Je me détournai de tout cela, de la faune et sa facette apaisante, et me dirigeai un peu plus près de la scène de crime.

Tout d’abord, je me rendis compte de l’odeur des charognards – pour ne pas dire des journalistes avides et des voisins indiscrets – qui grouillaient près du large bandeau jaune et noir. Ils produisaient des sons inaudibles à base de questions évidentes, idiotes, et de claquements d’impatiences par leurs chaussures ou talons. Surprenamment, une femme d’une cinquantaine d’années vagabondait en pantoufles. L’un interrogeait la nature du décès, deux autres sondaient des policiers sur l’identité du coupable ; un jeune homme n’hésitait pas à tenter de s’approcher davantage, téléphone en main, avant de se faire gentiment repousser par les bras des uniformes bleus.

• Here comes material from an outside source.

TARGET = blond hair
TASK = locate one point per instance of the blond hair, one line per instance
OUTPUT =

De ce vacarme ambiant, vous pourriez y rajouter… les combattants du mal qui s’envoyaient des messages avec leur radio accrochée aux combinaisons ; quelques klaxons ; une sirène d’ambulance ; le son puissant d’un piano d’une émission de télévision par une fenêtre, mais qui allait néanmoins devoir être coupée. Un policier se chargeait de prévenir le propriétaire.

J’avançais à petits pas.

La famille de la victime remerciait les forces de l’ordre et répondait au journaliste présent. Apparemment, l’un des amis du mort serait le suspect numéro un.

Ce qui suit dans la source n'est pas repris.